Une urgence donc, même si vous avez complètement récupéré. Car, après un AIT, le risque d’AVC est également considérable. «On a longtemps pensé que le risque d’AVC était majeur dans les premiers jours et jusqu’à trois semaines après, mais, en réalité, après un AIT vous êtes définitivement à risque», explique au Figaro le Pr Pierre Amarenco, chef du service de neurologie et du Centre d’accueil et de traitement de l’attaque cérébrale à l’hôpital Bichat (Assistance public-Hôpitaux de Paris). Il faudra traiter la cause (parfois juste une hypertension artérielle qui n’était pas soignée), s’il y en a une et prendre un traitement préventif à vie.

 

 

 

Dans le dernier numéro du  New England Journal of Medicine , l’une des principales revues médicales internationales, le Pr Amarenco a publié une étude sans précédent avec ses collègues de 21 pays réunis dans le projet TIAregistry.org. Près de 4000 patients ayant été admis pour AIT dans l’un des 61 centres capables d’une prise en charge immédiate (clinique d’AIT) ont été suivis jusqu’à cinq ans après cette alerte initiale.

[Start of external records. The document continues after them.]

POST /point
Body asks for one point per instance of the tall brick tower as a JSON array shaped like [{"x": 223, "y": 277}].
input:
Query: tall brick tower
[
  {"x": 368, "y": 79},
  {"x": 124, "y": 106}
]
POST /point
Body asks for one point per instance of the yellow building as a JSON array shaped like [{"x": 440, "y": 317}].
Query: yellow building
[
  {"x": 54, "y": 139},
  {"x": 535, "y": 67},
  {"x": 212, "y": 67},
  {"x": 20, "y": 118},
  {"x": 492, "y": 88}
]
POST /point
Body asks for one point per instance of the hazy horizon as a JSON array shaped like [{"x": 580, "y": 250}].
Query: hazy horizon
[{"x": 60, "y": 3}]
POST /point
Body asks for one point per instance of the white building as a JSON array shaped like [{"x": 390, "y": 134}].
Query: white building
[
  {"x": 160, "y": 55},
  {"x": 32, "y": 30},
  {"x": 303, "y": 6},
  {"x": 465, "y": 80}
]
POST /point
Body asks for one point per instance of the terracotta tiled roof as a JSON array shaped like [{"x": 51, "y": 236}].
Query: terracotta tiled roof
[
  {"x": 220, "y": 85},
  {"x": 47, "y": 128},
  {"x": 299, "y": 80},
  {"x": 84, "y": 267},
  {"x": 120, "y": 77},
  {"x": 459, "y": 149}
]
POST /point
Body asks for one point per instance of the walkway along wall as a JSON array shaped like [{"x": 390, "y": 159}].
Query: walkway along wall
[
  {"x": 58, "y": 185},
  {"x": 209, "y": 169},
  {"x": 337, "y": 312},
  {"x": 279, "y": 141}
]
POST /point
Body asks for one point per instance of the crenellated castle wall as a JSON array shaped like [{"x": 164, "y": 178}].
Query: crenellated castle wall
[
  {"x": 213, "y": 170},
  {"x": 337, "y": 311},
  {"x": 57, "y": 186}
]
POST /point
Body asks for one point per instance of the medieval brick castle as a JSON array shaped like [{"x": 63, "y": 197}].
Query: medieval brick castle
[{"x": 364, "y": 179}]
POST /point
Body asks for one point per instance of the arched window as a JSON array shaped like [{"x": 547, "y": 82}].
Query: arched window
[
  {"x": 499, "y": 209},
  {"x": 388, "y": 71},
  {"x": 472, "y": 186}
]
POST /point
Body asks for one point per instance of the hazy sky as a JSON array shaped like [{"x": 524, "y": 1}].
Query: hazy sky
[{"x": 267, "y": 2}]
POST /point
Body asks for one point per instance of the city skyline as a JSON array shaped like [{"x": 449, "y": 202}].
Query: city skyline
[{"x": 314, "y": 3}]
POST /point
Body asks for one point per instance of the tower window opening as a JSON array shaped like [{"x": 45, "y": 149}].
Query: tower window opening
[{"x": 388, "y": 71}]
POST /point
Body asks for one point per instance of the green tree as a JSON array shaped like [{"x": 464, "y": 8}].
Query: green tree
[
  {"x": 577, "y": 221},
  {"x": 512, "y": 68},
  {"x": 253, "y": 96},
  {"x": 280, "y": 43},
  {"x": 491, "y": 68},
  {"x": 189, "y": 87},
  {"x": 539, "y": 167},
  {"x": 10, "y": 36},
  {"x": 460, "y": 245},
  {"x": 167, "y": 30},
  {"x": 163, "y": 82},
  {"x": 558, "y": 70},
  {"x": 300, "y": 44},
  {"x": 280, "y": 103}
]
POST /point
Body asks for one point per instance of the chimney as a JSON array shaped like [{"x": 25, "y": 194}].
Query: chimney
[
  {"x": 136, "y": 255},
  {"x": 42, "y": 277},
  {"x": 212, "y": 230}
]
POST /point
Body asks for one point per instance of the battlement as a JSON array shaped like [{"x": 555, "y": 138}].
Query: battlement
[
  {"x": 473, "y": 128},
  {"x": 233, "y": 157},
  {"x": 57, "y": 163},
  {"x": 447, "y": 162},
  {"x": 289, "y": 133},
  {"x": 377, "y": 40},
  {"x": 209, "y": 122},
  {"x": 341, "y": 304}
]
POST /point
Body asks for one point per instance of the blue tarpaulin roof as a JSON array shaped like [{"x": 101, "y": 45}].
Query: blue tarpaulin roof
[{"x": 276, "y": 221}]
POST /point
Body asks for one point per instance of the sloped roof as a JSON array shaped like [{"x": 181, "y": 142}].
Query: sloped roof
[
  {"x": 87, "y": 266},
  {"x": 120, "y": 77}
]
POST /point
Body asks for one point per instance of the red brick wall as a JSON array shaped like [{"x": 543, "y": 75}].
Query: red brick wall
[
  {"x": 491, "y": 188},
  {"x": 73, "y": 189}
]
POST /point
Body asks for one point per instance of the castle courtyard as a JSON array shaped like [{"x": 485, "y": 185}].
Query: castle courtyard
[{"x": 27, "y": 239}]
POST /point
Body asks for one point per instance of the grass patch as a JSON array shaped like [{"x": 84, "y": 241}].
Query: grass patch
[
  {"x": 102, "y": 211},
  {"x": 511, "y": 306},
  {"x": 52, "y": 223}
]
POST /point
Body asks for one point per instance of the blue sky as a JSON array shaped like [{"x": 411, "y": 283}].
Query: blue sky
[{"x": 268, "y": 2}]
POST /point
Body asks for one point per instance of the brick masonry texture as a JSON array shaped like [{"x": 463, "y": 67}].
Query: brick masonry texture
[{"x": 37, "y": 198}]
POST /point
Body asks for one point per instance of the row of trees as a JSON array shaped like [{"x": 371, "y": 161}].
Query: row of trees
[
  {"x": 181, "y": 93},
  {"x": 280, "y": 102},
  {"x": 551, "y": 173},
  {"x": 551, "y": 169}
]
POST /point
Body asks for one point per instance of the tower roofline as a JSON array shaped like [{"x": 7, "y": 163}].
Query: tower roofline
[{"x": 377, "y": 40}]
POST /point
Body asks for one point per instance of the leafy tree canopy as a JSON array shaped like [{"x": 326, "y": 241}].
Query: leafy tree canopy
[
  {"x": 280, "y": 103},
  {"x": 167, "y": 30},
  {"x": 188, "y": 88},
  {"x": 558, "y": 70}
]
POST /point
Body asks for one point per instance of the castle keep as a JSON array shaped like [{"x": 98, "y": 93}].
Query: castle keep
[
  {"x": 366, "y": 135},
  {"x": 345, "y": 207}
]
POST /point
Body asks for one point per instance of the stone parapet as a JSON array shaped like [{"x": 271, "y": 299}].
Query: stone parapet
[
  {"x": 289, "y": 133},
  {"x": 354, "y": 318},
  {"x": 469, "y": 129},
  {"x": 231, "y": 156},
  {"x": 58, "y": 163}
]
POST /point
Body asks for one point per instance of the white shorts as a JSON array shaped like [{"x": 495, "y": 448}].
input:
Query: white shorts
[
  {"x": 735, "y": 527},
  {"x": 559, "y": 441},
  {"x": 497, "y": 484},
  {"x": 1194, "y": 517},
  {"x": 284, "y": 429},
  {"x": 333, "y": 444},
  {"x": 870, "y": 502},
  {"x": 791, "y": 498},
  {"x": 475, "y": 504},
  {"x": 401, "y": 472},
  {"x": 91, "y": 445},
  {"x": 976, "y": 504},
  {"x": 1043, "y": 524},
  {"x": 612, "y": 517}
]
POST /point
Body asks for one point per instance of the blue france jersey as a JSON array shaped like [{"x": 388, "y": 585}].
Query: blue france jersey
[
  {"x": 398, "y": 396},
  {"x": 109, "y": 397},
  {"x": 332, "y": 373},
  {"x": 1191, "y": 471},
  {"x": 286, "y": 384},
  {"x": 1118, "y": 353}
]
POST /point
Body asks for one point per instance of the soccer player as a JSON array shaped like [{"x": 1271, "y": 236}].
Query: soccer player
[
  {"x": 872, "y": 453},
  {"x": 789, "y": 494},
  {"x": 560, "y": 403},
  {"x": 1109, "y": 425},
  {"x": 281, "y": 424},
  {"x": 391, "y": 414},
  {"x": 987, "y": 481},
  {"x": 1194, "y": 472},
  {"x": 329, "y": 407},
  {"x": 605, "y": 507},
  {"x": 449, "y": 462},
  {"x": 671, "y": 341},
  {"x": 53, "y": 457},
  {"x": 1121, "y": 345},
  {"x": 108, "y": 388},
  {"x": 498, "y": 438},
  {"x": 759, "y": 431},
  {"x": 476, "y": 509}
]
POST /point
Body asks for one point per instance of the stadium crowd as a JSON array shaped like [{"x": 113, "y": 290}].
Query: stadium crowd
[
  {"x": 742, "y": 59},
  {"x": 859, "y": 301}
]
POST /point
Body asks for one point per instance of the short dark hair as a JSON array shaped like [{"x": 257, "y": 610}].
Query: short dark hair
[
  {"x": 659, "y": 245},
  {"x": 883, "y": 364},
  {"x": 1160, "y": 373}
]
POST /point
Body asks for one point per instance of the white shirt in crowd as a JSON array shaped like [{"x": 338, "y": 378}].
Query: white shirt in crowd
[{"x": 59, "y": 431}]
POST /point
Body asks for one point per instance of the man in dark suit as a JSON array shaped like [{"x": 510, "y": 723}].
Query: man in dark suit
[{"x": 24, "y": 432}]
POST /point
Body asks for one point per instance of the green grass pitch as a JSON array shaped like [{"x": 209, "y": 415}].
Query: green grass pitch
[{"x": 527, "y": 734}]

«Parmi les 3847 patients, 469 ont eu un infarctus cérébral, un infarctus du myocarde ou sont morts de problèmes vasculaires, soit un risque à cinq ans de 12,9 %, explique le Pr Amarenco, De plus, la moitié de ces événements sont survenus au cours de la première année de suivi et l’autre moitié entre la deuxième et la cinquième année. Cela explique non seulement pourquoi il faut prendre en charge rapidement une personne qui a un AIT, mais aussi pourquoi il ne faut pas baisser la garde.» À chacun de connaître et de faire connaître les symptômes de l’AIT et d’avoir le réflexe de «faire le 15». «L’AIT c’est la fumée avant l’éruption du volcan», met en garde le Pr Amarenco.

Tout l’enjeu est aussi de développer sur tout le territoire ces cliniques de l’AIT, véritable «SOS Cerveau», accessibles aux médecins 24 heures sur 24. Il n’en existe pour l’instant que deux en France: celle que dirige le Pr Amarenco à Bichat (SOS-AIT), et l’autre à Toulouse. Mais les choses pourraient bientôt évoluer, selon le Pr Amarenco, qui dirige actuellement un groupe de travail à la Direction générale de l’offre de soins (ministère de la Santé).